Tuesday, June 15th, 2010 10:08 pm
faevii: (faithful silliness)
Daniel just befriended the guy who came to fix a malfunctioning part of our computer. Can I please have friends delivered to my doorstep like that, too?? He didn't even have to leave the house!

Observation #32759

Sunday, June 13th, 2010 10:54 pm
faevii: (slice of brain)
I recently realised why I love spending time around small children so much - well, not too many at once, but that's beside the point. It's because I can easily let go in their company. Act without thinking. There's nothing to be afraid of; a toddler won't laugh if you do something weird - not in a bad way, at least. In fact it's not unlikely that the kid will think you're the funniest person in the world.

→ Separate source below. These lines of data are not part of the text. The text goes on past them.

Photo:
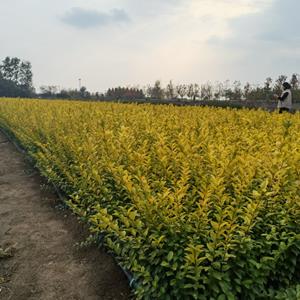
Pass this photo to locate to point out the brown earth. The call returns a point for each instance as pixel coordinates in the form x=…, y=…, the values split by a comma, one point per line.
x=46, y=264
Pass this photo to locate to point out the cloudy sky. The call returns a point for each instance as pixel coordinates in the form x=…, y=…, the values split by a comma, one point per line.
x=134, y=42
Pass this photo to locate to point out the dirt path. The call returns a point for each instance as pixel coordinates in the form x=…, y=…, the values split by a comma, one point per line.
x=46, y=264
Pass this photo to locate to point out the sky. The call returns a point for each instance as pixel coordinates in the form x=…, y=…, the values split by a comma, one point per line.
x=110, y=43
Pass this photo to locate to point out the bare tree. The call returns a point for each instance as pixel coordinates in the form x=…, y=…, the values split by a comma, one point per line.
x=181, y=90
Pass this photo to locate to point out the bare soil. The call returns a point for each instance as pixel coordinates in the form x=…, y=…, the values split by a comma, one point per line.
x=41, y=239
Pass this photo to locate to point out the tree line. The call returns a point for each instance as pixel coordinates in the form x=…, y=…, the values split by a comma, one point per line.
x=16, y=81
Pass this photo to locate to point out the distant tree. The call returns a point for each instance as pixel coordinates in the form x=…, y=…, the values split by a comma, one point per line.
x=156, y=92
x=278, y=84
x=49, y=91
x=237, y=91
x=247, y=91
x=295, y=81
x=267, y=89
x=16, y=78
x=206, y=92
x=190, y=91
x=218, y=91
x=170, y=91
x=181, y=90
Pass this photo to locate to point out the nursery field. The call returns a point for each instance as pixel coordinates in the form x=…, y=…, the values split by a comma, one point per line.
x=194, y=202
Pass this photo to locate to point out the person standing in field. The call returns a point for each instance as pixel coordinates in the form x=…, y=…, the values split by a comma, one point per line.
x=286, y=99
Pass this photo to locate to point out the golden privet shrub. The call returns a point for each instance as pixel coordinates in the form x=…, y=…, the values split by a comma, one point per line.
x=198, y=203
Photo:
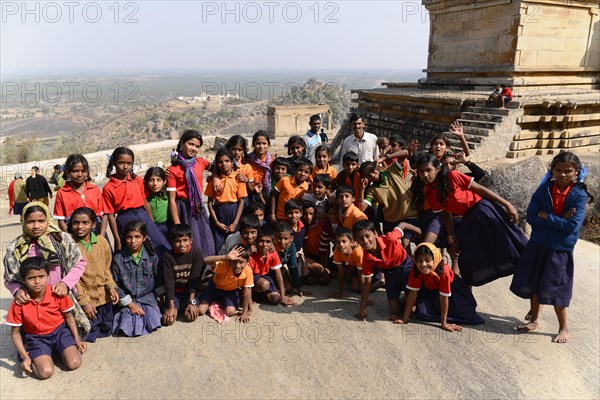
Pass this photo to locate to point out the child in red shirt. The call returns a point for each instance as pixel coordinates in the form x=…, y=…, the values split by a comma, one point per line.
x=431, y=279
x=386, y=253
x=47, y=321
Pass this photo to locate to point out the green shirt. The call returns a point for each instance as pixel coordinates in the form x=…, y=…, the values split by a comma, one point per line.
x=160, y=207
x=93, y=240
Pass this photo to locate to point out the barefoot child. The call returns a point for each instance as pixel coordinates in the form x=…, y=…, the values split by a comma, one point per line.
x=266, y=262
x=440, y=296
x=556, y=213
x=139, y=283
x=47, y=321
x=96, y=289
x=232, y=281
x=387, y=253
x=182, y=269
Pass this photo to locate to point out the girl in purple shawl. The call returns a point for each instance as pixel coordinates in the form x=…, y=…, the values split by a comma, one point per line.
x=185, y=188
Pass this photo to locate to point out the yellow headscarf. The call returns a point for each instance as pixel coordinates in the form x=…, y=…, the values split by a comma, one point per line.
x=24, y=241
x=437, y=256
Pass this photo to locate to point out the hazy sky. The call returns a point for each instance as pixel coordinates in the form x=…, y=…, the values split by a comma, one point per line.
x=67, y=36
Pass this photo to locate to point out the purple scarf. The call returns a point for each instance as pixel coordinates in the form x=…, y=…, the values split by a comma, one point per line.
x=253, y=159
x=194, y=193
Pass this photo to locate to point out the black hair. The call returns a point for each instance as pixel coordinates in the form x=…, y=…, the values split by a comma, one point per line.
x=281, y=161
x=249, y=221
x=253, y=207
x=397, y=139
x=284, y=226
x=73, y=160
x=350, y=157
x=33, y=264
x=224, y=153
x=246, y=251
x=341, y=232
x=441, y=180
x=441, y=136
x=119, y=151
x=303, y=162
x=362, y=170
x=323, y=147
x=426, y=251
x=158, y=171
x=260, y=133
x=241, y=141
x=81, y=211
x=355, y=117
x=344, y=189
x=139, y=226
x=362, y=225
x=180, y=230
x=266, y=231
x=296, y=140
x=573, y=159
x=293, y=204
x=325, y=179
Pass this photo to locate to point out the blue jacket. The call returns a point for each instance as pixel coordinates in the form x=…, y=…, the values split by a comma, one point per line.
x=556, y=232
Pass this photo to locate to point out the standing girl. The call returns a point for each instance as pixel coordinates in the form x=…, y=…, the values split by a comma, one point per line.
x=42, y=238
x=79, y=192
x=135, y=270
x=225, y=207
x=96, y=290
x=490, y=242
x=155, y=181
x=260, y=161
x=184, y=187
x=124, y=195
x=556, y=213
x=322, y=160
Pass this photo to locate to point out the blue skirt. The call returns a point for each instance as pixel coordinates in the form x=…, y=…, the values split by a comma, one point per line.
x=102, y=324
x=490, y=244
x=461, y=307
x=134, y=325
x=202, y=235
x=225, y=213
x=545, y=272
x=159, y=242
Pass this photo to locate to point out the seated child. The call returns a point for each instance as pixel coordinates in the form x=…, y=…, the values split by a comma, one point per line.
x=96, y=289
x=386, y=253
x=431, y=279
x=347, y=256
x=249, y=226
x=349, y=213
x=316, y=259
x=232, y=280
x=182, y=269
x=290, y=187
x=286, y=250
x=319, y=193
x=265, y=262
x=47, y=321
x=139, y=283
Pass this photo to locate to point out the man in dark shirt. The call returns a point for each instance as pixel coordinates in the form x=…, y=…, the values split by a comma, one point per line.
x=37, y=188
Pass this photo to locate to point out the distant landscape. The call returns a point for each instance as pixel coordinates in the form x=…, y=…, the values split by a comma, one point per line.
x=53, y=116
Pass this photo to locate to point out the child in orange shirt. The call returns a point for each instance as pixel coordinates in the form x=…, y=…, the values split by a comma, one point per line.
x=225, y=207
x=289, y=188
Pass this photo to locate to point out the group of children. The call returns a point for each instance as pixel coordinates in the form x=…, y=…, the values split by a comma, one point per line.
x=271, y=227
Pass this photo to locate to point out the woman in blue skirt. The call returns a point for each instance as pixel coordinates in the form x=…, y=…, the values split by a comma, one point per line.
x=440, y=296
x=556, y=212
x=488, y=242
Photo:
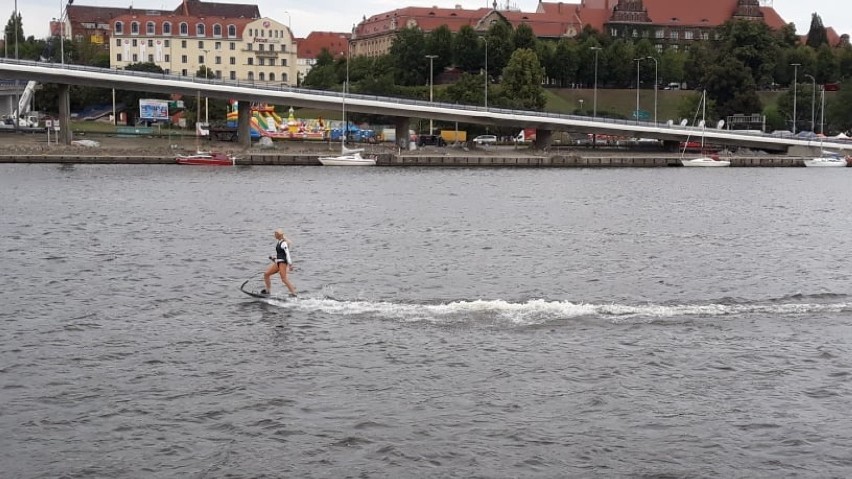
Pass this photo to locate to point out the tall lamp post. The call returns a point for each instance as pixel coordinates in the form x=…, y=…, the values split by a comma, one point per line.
x=813, y=101
x=63, y=9
x=595, y=95
x=206, y=77
x=637, y=60
x=431, y=77
x=655, y=86
x=486, y=71
x=795, y=80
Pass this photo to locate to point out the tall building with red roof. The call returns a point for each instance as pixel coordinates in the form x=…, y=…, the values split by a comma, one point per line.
x=666, y=23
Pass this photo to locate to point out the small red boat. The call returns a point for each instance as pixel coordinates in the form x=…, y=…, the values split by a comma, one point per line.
x=207, y=158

Back when I was still living with my mother and my siblings, I didn't participate in the things that they did very often, didn't join them on their bike rides or whatever they got up to, but it was not because I didn't like doing those things. I was just tired and sick and preoccupied. When I did feel like coming along, I had lots of fun and secretly pretended that I wasn't ten years older than the others.

Not much has changed, really. I'm the type of person who will occasionally catch herself skipping into the kitchen to get a glass of water instead of walking, for no particular reason. Yes, I do that even now. It just happens! Daniel thinks I'm insane, but I don't mind him. And Timo doesn't care. That's the thing. When I'm alone with Timo, which isn't possible half as often as I'd like, I sing and dance and hop around and do all kinds of things that I would otherwise find embarrassing.

When people persuade me to sing in front of them, my voice is tiny. When I sing to Timo, I am suddenly capable of being exactly as loud as I would be on my own in a sound-proof room. When people ask me to dance, I say that I can't because I have no idea how you're supposed to do it. When Timo and I listen to music together, I start dancing automatically without thinking about it at all.

And that's why I don't like cricket enjoy spending time with small children.

I'm getting better with the grown-ups, mind you. In fact I think this realisation will make it a little easier. Growing up is overrated.